Der Sender stellt den Film „Ali, die sardische Küche und die Nudeltaschen mit Lachs“ in der Mediathek folgendermaßen vor:

„Die junge Nudelmacherin Serena Loddo hat ihn zu sich nach Limburg eingeladen, um Ali mit traditionellen sardischen Gerichten zu überzeugen. Sie färbt ihre Pasta, faltet und füllt den Teig, wie sie es von ihrer Familie auf Sardinien gelernt hat. Da kann der Profikoch nur staunen. Ali kocht aus den Zutaten ihres Gerichts eine schwarz gefärbte Nudeltasche, die er mit Kartoffeln und Lachs füllt. Und am Ende verrät der Spitzenkoch, was ihn an Serenas Pasta regelrecht umgehauen hat.“

HR-Fernsehn

Im Mittelpunkt stehen die Culurgiones

Natürlich bereitet Serena Loddo für den berühmten Gast Culurgiones d’Ogliastra vor. Sie sind, wie sie auch im Film nochmals erklärt, ihr ganzer Stolz und auch bei ihren Kunden in Limburg sehr beliebt. Leider wählt si dafür nicht die gänzlich traditionelle Originalversion der ursardischen Teigtaschen aus. Sie bereitet zwar die Originalfüllung mit Kartoffeln, Käse und Minze zu, macht aber einen bunten Teig. Das ist nett und dürfte den Fernsehmachern gefallen haben, kann aber vom unbedarften Publikum missverstanden werden. Denn so werden die Culurgiones in Sardinien normalerweise nicht gemacht. Ein Tourist würde in Sardinien wohl vergebens nach dieser Version suchen.

Ali und die sardische Küche
Serena Loddo bietet in ihrer Pasta-Manufaktur nicht nur die Originalversion der Culurgiones an, die mit einer Masse aus Kartoffeln, Käse und Minze gefüllt sind. Sie hat auch Eigenkreationen mit anderen Füllungen im Angebot, die sie allerdings ebenfalls in der Form der kunstvoll geschlossenen Teigtaschen produziert.

Ali Güngörmüş will natürlich auch versuchen, die Culurgiones so kunstvoll zu schließen, wie es Serena Loddo macht. Aber er scheitert daran und gibt das auch unumwunden zu.
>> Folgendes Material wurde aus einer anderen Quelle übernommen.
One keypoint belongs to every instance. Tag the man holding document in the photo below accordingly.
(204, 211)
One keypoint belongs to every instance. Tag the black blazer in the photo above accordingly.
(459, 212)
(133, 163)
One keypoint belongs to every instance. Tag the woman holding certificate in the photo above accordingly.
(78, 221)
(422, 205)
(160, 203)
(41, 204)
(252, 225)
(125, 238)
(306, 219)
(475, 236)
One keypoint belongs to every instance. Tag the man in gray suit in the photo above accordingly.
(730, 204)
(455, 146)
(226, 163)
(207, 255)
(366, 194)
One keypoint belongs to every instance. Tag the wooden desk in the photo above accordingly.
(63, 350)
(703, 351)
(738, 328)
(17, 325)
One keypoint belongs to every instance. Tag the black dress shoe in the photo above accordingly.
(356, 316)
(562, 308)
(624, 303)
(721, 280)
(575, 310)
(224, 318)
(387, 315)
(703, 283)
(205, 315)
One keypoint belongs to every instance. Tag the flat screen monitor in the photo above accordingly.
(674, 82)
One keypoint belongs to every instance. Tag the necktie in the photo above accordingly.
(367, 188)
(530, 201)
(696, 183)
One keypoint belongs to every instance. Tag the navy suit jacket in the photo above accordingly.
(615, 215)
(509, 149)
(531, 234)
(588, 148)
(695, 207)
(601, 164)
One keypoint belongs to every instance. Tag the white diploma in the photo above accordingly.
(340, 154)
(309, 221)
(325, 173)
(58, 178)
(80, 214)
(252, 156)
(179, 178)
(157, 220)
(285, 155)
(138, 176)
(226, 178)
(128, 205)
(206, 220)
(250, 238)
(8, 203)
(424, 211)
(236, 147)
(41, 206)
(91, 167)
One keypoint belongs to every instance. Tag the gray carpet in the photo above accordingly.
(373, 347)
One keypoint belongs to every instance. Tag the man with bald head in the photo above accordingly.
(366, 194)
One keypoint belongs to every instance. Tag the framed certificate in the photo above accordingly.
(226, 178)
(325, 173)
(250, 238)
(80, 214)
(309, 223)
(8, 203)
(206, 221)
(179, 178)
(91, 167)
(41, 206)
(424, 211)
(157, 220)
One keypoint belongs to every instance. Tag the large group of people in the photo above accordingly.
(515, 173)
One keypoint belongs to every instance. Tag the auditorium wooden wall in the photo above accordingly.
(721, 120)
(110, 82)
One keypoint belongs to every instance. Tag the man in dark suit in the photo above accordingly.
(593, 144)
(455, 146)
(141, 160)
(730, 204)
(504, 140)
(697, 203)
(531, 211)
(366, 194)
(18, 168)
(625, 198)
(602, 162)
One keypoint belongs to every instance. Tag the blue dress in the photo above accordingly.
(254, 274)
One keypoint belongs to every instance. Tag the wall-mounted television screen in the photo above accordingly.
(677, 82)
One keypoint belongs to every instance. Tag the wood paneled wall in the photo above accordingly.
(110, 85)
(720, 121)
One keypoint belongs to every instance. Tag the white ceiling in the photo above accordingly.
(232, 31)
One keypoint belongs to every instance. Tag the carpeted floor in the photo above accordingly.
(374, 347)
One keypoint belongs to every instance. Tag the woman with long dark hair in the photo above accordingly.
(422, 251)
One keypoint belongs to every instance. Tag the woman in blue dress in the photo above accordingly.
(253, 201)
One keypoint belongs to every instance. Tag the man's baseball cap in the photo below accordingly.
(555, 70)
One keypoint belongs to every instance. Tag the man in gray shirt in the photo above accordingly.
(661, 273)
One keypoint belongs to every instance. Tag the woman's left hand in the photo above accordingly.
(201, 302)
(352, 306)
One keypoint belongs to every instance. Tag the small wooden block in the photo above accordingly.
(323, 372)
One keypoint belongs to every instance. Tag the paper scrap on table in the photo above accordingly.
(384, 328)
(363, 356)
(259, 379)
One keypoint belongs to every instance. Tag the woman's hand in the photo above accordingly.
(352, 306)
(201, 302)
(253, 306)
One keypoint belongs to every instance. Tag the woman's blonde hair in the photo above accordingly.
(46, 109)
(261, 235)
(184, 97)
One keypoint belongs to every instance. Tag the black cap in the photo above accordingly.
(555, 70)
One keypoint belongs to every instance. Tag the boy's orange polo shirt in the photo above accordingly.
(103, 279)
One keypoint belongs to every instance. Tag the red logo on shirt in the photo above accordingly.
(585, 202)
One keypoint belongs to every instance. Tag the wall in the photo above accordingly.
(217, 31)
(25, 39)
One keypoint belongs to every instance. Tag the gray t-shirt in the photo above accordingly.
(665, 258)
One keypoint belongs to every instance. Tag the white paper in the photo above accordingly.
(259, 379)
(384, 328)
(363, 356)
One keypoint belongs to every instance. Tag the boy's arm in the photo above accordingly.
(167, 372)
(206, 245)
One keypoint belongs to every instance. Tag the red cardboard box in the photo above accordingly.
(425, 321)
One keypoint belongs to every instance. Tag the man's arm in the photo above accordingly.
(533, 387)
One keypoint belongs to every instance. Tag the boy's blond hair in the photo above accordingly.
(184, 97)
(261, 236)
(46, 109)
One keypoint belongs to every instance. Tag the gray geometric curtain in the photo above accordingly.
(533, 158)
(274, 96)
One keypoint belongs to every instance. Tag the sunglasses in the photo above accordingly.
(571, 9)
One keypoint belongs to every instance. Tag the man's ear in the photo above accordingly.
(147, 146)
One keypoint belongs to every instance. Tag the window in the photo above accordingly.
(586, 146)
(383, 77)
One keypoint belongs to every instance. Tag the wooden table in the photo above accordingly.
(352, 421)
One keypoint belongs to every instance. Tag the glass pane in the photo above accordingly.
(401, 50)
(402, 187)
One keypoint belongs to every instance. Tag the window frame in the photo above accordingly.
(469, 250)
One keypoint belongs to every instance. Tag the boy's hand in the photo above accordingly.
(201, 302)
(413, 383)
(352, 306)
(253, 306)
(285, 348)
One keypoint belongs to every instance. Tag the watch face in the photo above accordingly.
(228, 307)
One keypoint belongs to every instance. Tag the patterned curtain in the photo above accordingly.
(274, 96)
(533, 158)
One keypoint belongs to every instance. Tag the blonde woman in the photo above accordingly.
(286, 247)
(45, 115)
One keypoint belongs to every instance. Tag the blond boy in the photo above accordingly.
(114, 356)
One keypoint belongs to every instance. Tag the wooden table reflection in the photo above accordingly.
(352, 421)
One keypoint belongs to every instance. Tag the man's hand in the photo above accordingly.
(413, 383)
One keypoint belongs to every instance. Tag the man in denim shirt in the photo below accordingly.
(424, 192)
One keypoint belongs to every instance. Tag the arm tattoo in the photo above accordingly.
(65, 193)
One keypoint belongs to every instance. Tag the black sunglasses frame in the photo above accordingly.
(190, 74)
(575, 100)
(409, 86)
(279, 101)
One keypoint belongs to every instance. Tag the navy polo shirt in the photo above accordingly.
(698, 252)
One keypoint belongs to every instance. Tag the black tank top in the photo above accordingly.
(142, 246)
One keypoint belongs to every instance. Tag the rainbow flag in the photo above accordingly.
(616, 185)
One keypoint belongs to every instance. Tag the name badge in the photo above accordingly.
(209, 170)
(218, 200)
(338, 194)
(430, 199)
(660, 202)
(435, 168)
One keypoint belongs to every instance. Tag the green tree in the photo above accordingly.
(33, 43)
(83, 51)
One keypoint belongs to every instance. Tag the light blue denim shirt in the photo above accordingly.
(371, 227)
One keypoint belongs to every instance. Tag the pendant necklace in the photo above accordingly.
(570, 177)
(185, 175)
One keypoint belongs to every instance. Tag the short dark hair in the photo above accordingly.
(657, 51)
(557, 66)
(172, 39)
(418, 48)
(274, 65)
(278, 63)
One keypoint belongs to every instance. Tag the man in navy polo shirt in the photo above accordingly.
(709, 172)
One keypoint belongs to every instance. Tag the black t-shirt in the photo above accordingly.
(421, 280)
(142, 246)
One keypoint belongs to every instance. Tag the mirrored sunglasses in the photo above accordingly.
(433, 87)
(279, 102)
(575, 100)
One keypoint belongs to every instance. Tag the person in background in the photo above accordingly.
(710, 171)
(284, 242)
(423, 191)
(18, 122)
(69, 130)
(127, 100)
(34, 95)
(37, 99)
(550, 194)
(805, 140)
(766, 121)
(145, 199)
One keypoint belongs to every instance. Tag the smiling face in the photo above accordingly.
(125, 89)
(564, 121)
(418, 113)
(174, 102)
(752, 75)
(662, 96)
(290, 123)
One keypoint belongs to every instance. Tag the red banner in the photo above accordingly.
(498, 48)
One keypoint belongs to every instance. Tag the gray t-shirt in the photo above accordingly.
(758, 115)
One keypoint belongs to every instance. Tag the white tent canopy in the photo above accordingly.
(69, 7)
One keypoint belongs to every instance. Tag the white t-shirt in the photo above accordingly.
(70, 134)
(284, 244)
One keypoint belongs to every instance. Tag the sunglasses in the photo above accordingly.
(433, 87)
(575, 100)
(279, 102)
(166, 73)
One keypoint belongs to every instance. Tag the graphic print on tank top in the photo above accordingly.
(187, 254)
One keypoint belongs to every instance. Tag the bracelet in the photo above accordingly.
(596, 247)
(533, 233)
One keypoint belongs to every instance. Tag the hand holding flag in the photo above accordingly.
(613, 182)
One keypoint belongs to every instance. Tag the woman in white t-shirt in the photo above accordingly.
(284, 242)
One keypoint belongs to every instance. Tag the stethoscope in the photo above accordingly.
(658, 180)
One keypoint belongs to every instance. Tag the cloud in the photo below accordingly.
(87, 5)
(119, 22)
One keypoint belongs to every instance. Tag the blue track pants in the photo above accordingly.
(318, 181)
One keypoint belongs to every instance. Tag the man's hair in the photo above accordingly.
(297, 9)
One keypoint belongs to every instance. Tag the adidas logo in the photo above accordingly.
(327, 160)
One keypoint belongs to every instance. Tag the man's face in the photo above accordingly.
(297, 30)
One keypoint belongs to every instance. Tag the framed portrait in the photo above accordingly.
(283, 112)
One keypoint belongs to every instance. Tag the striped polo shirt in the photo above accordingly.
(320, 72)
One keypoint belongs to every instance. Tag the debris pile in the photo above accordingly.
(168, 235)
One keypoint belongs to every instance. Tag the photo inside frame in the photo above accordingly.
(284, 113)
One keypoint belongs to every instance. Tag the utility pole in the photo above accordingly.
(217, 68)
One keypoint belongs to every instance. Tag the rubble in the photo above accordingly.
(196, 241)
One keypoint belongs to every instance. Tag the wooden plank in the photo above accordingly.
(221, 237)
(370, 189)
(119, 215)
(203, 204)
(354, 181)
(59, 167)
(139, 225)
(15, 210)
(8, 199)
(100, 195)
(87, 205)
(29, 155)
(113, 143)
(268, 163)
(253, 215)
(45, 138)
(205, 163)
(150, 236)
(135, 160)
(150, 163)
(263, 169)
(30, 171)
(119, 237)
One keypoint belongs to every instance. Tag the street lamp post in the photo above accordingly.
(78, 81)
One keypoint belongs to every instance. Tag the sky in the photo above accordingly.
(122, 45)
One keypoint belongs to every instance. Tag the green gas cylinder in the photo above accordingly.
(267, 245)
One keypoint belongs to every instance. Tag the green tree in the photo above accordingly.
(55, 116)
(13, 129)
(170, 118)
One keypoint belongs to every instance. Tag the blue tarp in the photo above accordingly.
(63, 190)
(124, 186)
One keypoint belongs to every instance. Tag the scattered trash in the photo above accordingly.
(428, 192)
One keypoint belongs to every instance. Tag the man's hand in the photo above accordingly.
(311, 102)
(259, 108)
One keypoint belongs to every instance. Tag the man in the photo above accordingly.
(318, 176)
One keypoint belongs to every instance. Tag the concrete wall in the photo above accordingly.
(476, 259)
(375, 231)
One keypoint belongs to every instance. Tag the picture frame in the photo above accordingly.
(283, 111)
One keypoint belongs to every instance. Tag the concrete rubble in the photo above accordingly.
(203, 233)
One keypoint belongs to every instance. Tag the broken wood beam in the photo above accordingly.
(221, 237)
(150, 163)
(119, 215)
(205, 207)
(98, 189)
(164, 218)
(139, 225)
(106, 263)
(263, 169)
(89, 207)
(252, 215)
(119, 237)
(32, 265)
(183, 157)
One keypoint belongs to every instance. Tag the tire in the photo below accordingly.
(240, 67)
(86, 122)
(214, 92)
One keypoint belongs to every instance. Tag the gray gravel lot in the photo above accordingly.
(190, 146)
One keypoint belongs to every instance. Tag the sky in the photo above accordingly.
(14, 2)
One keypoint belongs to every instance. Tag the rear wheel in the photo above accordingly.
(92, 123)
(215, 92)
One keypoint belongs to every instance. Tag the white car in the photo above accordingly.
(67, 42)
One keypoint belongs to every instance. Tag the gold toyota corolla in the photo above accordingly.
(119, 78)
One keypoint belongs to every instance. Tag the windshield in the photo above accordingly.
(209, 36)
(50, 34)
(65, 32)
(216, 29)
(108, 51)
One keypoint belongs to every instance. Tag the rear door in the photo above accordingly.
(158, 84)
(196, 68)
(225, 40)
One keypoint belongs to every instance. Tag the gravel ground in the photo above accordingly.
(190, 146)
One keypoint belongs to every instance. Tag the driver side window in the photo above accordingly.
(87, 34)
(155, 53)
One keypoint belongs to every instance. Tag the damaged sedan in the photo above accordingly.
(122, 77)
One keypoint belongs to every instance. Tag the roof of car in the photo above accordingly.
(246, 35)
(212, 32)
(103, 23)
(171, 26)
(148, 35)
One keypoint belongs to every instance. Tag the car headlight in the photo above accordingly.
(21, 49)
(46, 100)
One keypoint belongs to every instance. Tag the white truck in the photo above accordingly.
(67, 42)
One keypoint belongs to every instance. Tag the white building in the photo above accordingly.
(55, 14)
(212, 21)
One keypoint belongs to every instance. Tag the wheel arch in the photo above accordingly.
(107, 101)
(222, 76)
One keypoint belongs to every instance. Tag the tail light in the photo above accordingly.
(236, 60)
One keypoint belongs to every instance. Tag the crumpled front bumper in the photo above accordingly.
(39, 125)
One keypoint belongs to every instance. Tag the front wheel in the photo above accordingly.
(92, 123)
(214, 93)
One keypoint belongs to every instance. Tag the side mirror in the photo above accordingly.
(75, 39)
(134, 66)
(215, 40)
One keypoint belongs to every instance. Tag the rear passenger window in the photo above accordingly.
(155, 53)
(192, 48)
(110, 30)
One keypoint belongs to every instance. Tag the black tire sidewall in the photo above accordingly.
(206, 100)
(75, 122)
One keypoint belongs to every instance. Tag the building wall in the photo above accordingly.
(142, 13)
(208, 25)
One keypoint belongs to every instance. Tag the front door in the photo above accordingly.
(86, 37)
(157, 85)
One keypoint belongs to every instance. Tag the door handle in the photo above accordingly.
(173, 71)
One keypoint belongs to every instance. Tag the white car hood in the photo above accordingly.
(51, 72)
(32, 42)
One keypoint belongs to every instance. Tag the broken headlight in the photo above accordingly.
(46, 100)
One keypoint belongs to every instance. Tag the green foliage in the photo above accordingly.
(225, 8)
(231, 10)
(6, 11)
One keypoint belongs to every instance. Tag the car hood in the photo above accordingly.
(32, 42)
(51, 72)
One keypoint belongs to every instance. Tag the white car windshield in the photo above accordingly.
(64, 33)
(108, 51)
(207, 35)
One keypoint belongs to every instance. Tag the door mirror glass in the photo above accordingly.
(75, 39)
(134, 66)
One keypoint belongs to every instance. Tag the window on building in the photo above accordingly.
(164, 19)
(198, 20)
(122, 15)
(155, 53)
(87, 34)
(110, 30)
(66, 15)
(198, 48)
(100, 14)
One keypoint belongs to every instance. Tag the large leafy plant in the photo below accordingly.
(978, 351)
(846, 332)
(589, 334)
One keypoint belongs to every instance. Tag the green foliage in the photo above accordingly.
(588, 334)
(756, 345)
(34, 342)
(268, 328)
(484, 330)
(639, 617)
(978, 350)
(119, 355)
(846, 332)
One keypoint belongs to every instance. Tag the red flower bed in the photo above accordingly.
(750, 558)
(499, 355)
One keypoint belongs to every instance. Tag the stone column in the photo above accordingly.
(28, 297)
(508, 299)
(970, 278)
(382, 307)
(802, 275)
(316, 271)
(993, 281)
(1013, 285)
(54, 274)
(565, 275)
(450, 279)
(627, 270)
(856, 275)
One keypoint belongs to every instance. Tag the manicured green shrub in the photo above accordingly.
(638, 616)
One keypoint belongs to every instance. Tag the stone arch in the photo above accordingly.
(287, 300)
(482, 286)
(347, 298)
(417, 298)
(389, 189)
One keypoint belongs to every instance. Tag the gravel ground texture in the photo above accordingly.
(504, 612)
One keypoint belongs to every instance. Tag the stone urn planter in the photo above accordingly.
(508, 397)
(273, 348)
Er versucht dann im zweiten Teil der Sendung auch gar nicht, bei seiner eigenen Interpretation des Gerichts die Culurgiones-Form nachzumachen. In der Sendereihe „Kochs anders“, variiert der Fernsehkoch, wie der Titel es schon ausdrückt, das Gericht seines jeweiligen Gastgebers und kocht es bzw. etwas Ähnliches auf seine Weise.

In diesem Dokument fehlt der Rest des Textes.